Mumenthaler nació en Argentina en 1977 pero cuando tenía tan sólo tres meses sus padres se la llevaron con ellos a su exilio europeo. Descendientes de suizos, tras recalar brevemente en España se instalaron en el país donde tenían familia y la posibilidad de vivir y trabajar con los papeles en orden, así que ahí se crió Milagros. Sin embargo, al terminar el secundario –en parte, dice, “crisis de la edad”– decidió volverse, sola, y se fue a vivir con su abuela a la casa marplatense que para ella y sus hermanos había sido “el paraíso” (“un paraíso de mucha gente, un lugar festivo, de diversión y juego y potes de helado”) en cada visita que hicieron durante sus años afuera. A la hora de estudiar cine, se quedó en Buenos Aires, pero para financiar su película le resultó natural encontrar un coproductor suizo e igual de natural estrenarla en el festival de Locarno (que es, salvando las distancias, el Bafici suizo), de donde se volvió con varios premios importantes, incluyendo mejor película y mejor actriz para Canale. (Luego cosecharía otros en Mar del Plata, su otro hogar, y una muy buena recepción en festivales de La Habana, Toronto, Londres y Valdivia.)

La película tuvo sus detractores, aclara Mumenthaler contra lo que podrían dar a pensar la lista de premios y festivales. En particular en Suiza, donde su condición de casi-local no le jugó muy a favor, entre parte de la crítica que la menospreció como uno de “esos films en los que no pasa nada”. Es cierto “que es una película más de sensaciones que otra cosa”, dice ella, y que buena parte del tiempo las chicas parecen dar vueltas por la casa sin saber qué hacer de sus vidas. Lo que pasa, pasa por los silencios y por los diálogos, en los que se juegan los celos, las competencias, los reproches, las mezquindades entre hermanas, seguramente específicas de la dinámica de una relación entre mujeres (no sería lo mismo, o al menos adoptaría otras formas, si uno o todos los hermanos fueran varones), pero en última instancia reconocible, por su naturalidad, por su intimidad, por sus cercanías y entendidos, por cualquiera que tenga o haya tenido alguna vez una familia.

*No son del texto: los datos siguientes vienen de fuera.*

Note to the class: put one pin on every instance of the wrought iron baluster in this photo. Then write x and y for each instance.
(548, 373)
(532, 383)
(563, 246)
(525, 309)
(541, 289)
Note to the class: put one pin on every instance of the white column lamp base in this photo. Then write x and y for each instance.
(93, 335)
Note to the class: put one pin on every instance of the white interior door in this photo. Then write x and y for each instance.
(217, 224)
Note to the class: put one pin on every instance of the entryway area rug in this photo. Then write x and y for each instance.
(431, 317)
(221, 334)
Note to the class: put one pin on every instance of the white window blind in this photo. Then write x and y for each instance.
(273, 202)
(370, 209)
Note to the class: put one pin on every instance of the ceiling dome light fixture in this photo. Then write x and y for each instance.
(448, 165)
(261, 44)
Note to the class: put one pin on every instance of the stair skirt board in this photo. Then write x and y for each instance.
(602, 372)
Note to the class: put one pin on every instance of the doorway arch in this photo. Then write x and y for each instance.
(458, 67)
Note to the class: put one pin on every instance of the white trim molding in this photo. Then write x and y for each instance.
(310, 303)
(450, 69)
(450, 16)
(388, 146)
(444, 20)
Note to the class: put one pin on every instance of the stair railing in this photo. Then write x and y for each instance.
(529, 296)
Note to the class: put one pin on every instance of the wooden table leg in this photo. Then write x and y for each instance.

Pasa también, con sutileza, en esa familiaridad e intimidad, en esa soltura y en esa tensión que hay entre las chicas, una sutil corriente de erotismo –no tan sutil en el caso de la hermana menor, a decir verdad– que nos convierte inevitablemente en voyeurs más que espectadores. Aunque las chicas nunca estén tan esencialmente desnudas y atractivas como en esa escena en la que, sentadas juntas en un viejo sillón, escuchan conmovidas la canción “Back to Stay”, grabada por Bridget St. John a principios de los ’70, que suena desde el viejo tocadiscos de Alicia. Una canción que es otro viaje en el tiempo, y marca a la vez un alto el fuego, un instante en que las diferencias no se borran pero sí se aplacan, devolviendo a todo su misterio, dejándose envolver por la sensación de pérdida, por la melancolía. Eso es lo que pasa, finalmente: aquello que, como la ausencia, como el pasado, está ahí aunque no los veamos, como un fantasma.